Distinguished President of the General Assembly,
Distinguished Secretary General,
Excellencies,
Friends,

May I begin by welcoming the Security Council’s unanimous decision in relation to a 30-day ceasefire in Syria, which came after intense lobbying by our Secretary-General and others, and we applaud Sweden and Kuwait for their leadership in the Security Council on this. We insist on its full implementation without delay. However, we have every reason to remain cautious, as airstrikes on eastern Ghouta continue this morning. Resolution 2401 (2018) must be viewed against a backdrop of seven years of failure to stop the violence: seven years of unremitting and frightful mass killing.

Eastern Ghouta, the other besieged areas in Syria; Ituri and the Kasais in the DRC; Taiz in Yemen; Burundi; Northern Rakhine in Myanmar have become some of the most prolific slaughterhouses of humans in recent times, because not enough was done, early and collectively, to prevent the rising horrors. Time and again, my office and I have brought to the attention of the international community violations of human rights which should have served as a trigger for preventive action. Time and again, there has been minimal action. And given this is my last address as High Commissioner at the opening of a March session, I wish to be blunt.

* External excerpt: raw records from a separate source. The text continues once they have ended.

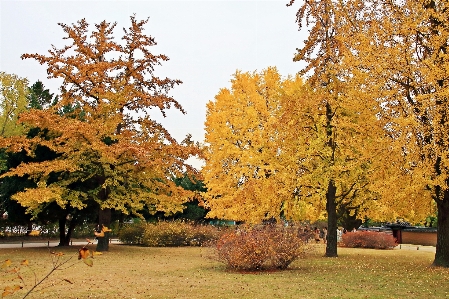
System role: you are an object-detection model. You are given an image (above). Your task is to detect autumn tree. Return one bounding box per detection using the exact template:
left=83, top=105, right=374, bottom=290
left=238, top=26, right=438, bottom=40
left=1, top=17, right=199, bottom=247
left=336, top=0, right=449, bottom=267
left=0, top=72, right=28, bottom=137
left=281, top=0, right=402, bottom=256
left=202, top=68, right=302, bottom=223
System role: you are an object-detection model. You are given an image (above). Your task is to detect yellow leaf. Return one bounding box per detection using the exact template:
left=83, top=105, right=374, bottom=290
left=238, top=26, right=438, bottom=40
left=78, top=247, right=89, bottom=260
left=2, top=259, right=11, bottom=269
left=83, top=259, right=94, bottom=267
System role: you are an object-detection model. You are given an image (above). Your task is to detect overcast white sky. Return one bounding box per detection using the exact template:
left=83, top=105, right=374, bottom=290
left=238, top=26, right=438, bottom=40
left=0, top=0, right=305, bottom=166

Second to those who are criminally responsible – those who kill and those who maim – the responsibility for the continuation of so much pain lies with the five permanent members of the UN Security Council. So long as the veto is used by them to block any unity of action, when it is needed the most, when it could reduce the extreme suffering of innocent people, then it is they – the permanent members – who must answer before the victims.

France has shown commendable leadership among the P5 in championing a code of conduct on the use of veto; the United Kingdom has also joined the initiative, now backed by over 115 countries. It is time, for the love of mercy, that China, Russia and the United States, join them and end the pernicious use of the veto.

Mr. President,

A few miles away, at CERN, physicists try to understand what our planet, and the universe or universes, are made of. What matter is, at the most basic level, and how it all fits together. To understand the physical world, we humans have long realised we must tunnel deeply, beyond molecular biology and geology; and go to those sub-atomic spaces for answers.

Why do we not do the same when it comes to understanding the human world? Why, when examining the political and economic forces at work today, do we not zoom in more deeply? How can it be so hard to grasp that to understand states and societies – their health and ills; why they survive; why they collapse – we must scrutinize at the level of the individual: individual human beings and their rights. After all, the first tear in the fabric of peace often begins with a separation of the first few fibres, the serious violations of the rights of individuals – the denial of economic and social rights, civil and political rights, and most of all, in a persistent denial of freedom.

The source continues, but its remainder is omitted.